Caminhos da Construção Industrializada

A oportunidade de colocar em prática o conceito de industrialização, é uma realidade para arquitetos, engenheiros e designers.  Peça por peça, sempre num desenho inédito, a partir do projeto arquitetônico vão surgindo creches, escolas, passarelas, ginásios de esportes e outras tantas edificações.

Temos como exemplo de obras bem conhecidas os CIEPs - Centros Integrados de Educação Pública, projetados por Oscar Niemeyer, no Rio de Janeiro. Depois surgiram os CIACs - Centros Integrados de Apoio à Criança.  O princípio utilizado nesses modelos - argamassa armada - possibilita construção em tempo reduzido, com custo menor que a construção convencional, aliando a isso tudo, leveza estrutural e beleza arquitetônica.     

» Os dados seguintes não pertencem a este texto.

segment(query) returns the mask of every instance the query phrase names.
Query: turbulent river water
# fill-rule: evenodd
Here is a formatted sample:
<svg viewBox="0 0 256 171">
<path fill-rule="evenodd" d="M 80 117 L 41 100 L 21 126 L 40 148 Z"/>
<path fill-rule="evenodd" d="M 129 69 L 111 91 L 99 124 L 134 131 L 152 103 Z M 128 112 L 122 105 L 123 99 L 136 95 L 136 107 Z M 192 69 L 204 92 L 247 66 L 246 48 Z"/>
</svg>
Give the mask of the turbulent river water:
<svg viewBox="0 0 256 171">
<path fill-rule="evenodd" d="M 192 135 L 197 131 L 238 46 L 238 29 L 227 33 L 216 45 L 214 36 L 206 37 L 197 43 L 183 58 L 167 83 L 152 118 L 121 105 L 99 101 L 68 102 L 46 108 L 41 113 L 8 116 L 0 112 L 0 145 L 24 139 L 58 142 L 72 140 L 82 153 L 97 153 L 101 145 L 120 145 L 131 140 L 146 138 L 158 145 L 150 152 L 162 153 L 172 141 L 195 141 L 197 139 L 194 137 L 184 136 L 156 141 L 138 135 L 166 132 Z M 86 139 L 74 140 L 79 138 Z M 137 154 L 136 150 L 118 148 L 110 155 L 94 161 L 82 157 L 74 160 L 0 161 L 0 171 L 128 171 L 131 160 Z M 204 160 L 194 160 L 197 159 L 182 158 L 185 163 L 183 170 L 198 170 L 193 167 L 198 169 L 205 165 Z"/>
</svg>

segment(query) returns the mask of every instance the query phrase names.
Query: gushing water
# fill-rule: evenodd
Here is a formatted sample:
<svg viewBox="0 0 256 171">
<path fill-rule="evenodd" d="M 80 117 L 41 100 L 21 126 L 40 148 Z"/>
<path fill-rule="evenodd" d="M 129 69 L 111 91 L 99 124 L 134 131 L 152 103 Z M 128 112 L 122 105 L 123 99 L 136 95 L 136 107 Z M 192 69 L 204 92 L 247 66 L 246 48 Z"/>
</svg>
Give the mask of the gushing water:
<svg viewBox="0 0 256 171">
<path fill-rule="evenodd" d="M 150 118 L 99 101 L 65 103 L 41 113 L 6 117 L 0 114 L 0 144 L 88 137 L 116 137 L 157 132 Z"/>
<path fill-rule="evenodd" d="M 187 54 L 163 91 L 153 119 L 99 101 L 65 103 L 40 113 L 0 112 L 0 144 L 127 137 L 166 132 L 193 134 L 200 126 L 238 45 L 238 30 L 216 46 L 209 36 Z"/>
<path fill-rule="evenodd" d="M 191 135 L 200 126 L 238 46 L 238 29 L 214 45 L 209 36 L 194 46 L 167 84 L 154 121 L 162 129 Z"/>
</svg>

A técnica da argamassa armada não é recente. Em 1860, barcos já eram fabricados com essa técnica. No Brasil, na década de 60, a Universidade de São Carlos (SP) realizava pesquisas nessa área, possibilitando aos profissionais de arquitetura e engenharia o conhecimento mais aprofundado dessa tecnologia. Um desses profissionais, o arquiteto João Filgueiras Lima, foi responsável por desenvolver, de forma criativa, um processo de caractrísticas artesanais. A "serialização" dos equipamentos possibilita a industrialização na construção dos prédios, tornando fácil e rápida  sua montagem. 

Na técnica da argamassa armada, utilizam-se metais, como no concreto armado. Ao invés de grandes vergalhões, porém, recorre-se a uma malha fina de aço e a pedra brita é substituída por cimento e areia. Desse modo, são obtidas peças que podem ser reduzidas a até 2 cm de espessura, muito mais leves e fáceis de transportar do que aquelas de concreto convencional, cuja espessura média atinge 10 cm. 

Uma peça de argamassa armada começa a nascer com o projeto. Depois vem a fase de preparação, com a dobragem e moldagem da tela de aço. A tela é então introduzida numa forma metálica, onde se injeta a argamassa por um processo de alta vibração. Em seguida, a peça é colocada na água para se evitar a tendência natural de fissuração (rachaduras) no cimento. Os moldes ficam imersos pelo menos oito horas; só então as peças são retiradas das formas, voltando novamente à água por mais tres dias, para consumar a "cura" do cimento.

Além da vantagem de proporcionar equipamentos leves, ágeis e de fácil montagem, a argamassa armada é mais resistente do que o concreto armado, sendo sua resistência por centímetro quadrado tres a quatro vezes superior à do concreto, assegura o arquiteto Lima, baseado nos longos anos de experiência com o material. Dessa forma, consegue-se aliar praticidade e beleza a projetos que, possibilitando um ritmo de montagem industrial, podem atender ao desafio de melhorar a qualidade de vida de uma parcela marginalizada da população brasileira.